In this blog post, we will explore the performance benchmarks of all 3 Claude models. We will also learn about the new Python API that supports simple, asynchronous, and streaming response generation, along with its improved vision capabilities.
Claude 3 represents an important advance in the field of artificial intelligence technology. It outperforms state-of-the-art language models on several evaluation benchmarks, including MMLU, GPQA, and GSM8K, demonstrating near-human levels of comprehension and fluency on complex tasks.
The Claude 3 models come in three variants: Haiku, sonnet and opuseach with their unique capabilities and strengths.
- haiku It is the fastest and most cost-effective model, capable of reading and processing information-dense research articles in less than three seconds.
- Sonnet It is 2x faster than Claude 2 and 2.1, excelling at tasks that require quick responses, such as knowledge retrieval or sales automation.

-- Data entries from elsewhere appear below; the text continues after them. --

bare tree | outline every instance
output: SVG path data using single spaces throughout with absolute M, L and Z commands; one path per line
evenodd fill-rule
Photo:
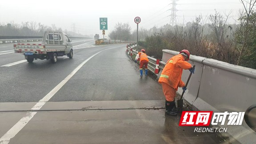
M 226 17 L 225 18 L 215 10 L 215 14 L 210 15 L 209 18 L 211 23 L 210 27 L 215 33 L 218 44 L 222 48 L 223 48 L 222 43 L 224 36 L 227 32 L 226 24 L 230 14 L 231 12 L 229 12 L 228 14 L 226 15 Z
M 252 15 L 252 13 L 253 12 L 253 8 L 256 3 L 256 0 L 240 0 L 240 1 L 244 5 L 245 12 L 244 13 L 244 15 L 241 13 L 240 18 L 240 30 L 242 31 L 243 41 L 241 49 L 238 48 L 240 52 L 240 54 L 237 62 L 237 65 L 240 64 L 241 58 L 245 49 L 246 48 L 246 44 L 249 40 L 248 40 L 248 33 L 252 29 L 251 25 L 250 24 L 252 22 L 250 17 Z

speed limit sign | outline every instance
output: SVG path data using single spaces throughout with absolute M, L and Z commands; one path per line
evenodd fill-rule
M 134 22 L 137 24 L 140 23 L 140 18 L 139 16 L 136 17 L 134 19 Z

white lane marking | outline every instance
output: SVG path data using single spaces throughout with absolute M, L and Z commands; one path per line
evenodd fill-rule
M 111 48 L 104 49 L 101 51 L 97 52 L 96 53 L 92 56 L 91 57 L 84 60 L 82 64 L 80 64 L 76 69 L 75 69 L 69 75 L 68 75 L 55 88 L 54 88 L 50 92 L 49 92 L 44 98 L 41 99 L 36 103 L 30 110 L 39 110 L 93 56 L 104 51 L 110 49 L 116 48 L 121 47 L 118 46 L 116 47 Z M 33 118 L 34 116 L 36 114 L 37 112 L 27 112 L 26 114 L 26 116 L 23 117 L 18 123 L 14 125 L 11 129 L 8 131 L 0 139 L 0 144 L 7 144 L 9 143 L 11 139 L 13 138 L 28 123 L 28 122 Z
M 11 66 L 15 65 L 15 64 L 19 64 L 20 63 L 24 63 L 25 61 L 27 61 L 27 60 L 20 60 L 20 61 L 17 61 L 16 62 L 14 62 L 11 64 L 5 64 L 5 65 L 4 65 L 1 66 L 1 67 L 10 67 Z
M 8 53 L 13 53 L 13 52 L 8 52 L 4 53 L 0 53 L 0 55 L 4 55 L 4 54 L 8 54 Z
M 9 51 L 2 51 L 2 52 L 10 52 L 10 51 L 14 51 L 14 50 L 9 50 Z

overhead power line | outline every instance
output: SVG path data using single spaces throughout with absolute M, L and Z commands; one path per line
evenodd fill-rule
M 178 11 L 178 10 L 176 9 L 176 6 L 177 5 L 177 3 L 176 3 L 179 0 L 172 0 L 172 1 L 170 5 L 172 5 L 172 7 L 169 10 L 171 10 L 171 15 L 169 15 L 170 16 L 170 24 L 173 26 L 176 23 L 176 17 L 177 15 L 176 15 L 176 12 Z

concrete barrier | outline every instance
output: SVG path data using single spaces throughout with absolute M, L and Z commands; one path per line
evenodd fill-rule
M 162 61 L 165 62 L 179 53 L 169 50 L 163 50 L 163 52 Z M 256 70 L 192 55 L 188 62 L 196 65 L 196 71 L 184 97 L 193 110 L 244 112 L 256 103 Z M 183 71 L 183 81 L 186 81 L 189 74 L 189 71 Z M 180 88 L 178 92 L 182 92 Z M 231 140 L 235 143 L 256 141 L 256 132 L 244 120 L 242 125 L 216 127 L 227 128 L 227 132 L 222 134 L 231 136 Z

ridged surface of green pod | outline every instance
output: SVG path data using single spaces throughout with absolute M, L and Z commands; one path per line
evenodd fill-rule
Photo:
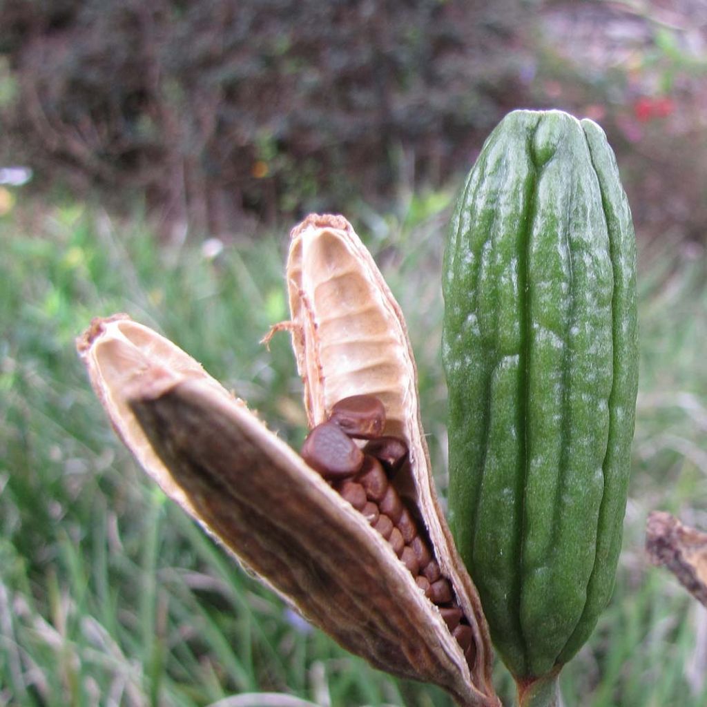
M 516 111 L 445 256 L 450 515 L 517 679 L 556 670 L 609 600 L 638 383 L 636 246 L 602 129 Z

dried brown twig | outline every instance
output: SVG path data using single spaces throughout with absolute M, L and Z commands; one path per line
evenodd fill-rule
M 707 607 L 707 533 L 683 525 L 674 515 L 648 515 L 645 549 L 655 565 L 665 565 L 680 583 Z

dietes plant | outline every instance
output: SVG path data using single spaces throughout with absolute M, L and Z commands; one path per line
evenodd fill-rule
M 304 381 L 300 454 L 127 315 L 95 320 L 78 346 L 147 473 L 341 645 L 460 705 L 500 707 L 485 612 L 520 703 L 550 705 L 620 545 L 633 249 L 599 129 L 511 114 L 472 170 L 447 250 L 456 544 L 402 313 L 342 217 L 313 215 L 291 234 L 291 320 L 275 329 L 290 332 Z

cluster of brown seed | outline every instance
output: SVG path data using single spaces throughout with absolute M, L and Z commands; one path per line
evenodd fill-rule
M 378 398 L 344 398 L 334 405 L 326 422 L 310 432 L 302 457 L 390 543 L 417 585 L 439 608 L 471 665 L 472 628 L 429 543 L 418 532 L 416 518 L 390 483 L 407 462 L 407 445 L 399 437 L 382 436 L 385 426 L 385 409 Z M 361 448 L 354 439 L 366 443 Z

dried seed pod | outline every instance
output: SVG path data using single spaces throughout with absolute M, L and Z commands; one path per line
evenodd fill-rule
M 498 707 L 464 674 L 388 544 L 243 401 L 124 315 L 95 320 L 77 345 L 146 472 L 246 567 L 375 667 Z
M 295 229 L 288 284 L 310 427 L 342 398 L 380 398 L 384 433 L 409 450 L 395 489 L 423 519 L 436 558 L 428 566 L 438 563 L 473 632 L 467 650 L 426 597 L 432 585 L 413 578 L 385 539 L 390 519 L 379 512 L 370 525 L 174 344 L 124 315 L 96 320 L 78 342 L 94 389 L 148 474 L 312 624 L 378 668 L 440 685 L 460 705 L 500 707 L 478 596 L 437 502 L 397 303 L 341 217 L 310 217 Z
M 416 370 L 399 307 L 346 219 L 309 216 L 293 229 L 291 238 L 287 267 L 290 331 L 310 426 L 327 420 L 336 404 L 351 396 L 373 395 L 381 401 L 386 418 L 382 435 L 402 439 L 407 449 L 392 455 L 391 465 L 400 468 L 379 502 L 381 515 L 373 529 L 384 525 L 387 517 L 398 522 L 401 497 L 416 509 L 436 558 L 426 567 L 439 573 L 432 573 L 433 595 L 440 600 L 437 603 L 457 597 L 474 634 L 471 679 L 491 696 L 486 621 L 438 503 L 420 421 Z M 370 451 L 382 448 L 377 440 L 366 447 Z M 411 583 L 419 584 L 419 579 L 411 577 Z M 433 612 L 451 639 L 441 617 Z M 464 671 L 464 651 L 453 639 L 451 643 Z M 445 645 L 449 645 L 446 640 Z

- Opus It offers similar speeds to Claude 2 and 2.1 but with much higher intelligence levels.
According to the table below, Claude 3 Opus outperformed GPT-4 and Gemini Ultra in all LLM benchmarks, making it the new leader in the ai world.
table of claudius 3
One of the significant improvements to the Claude 3 models is their strong vision capabilities. They can process various visual formats, including photographs, charts, graphs, and technical diagrams.
table of claudius 3
You can start using the latest model by going to https://www.anthropic.com/claude and create a new account. It's pretty simple compared to the OpenAI playing field.
- Before installing the Python package, we need to go to https://console.anthropic.com/dashboard and get the API key.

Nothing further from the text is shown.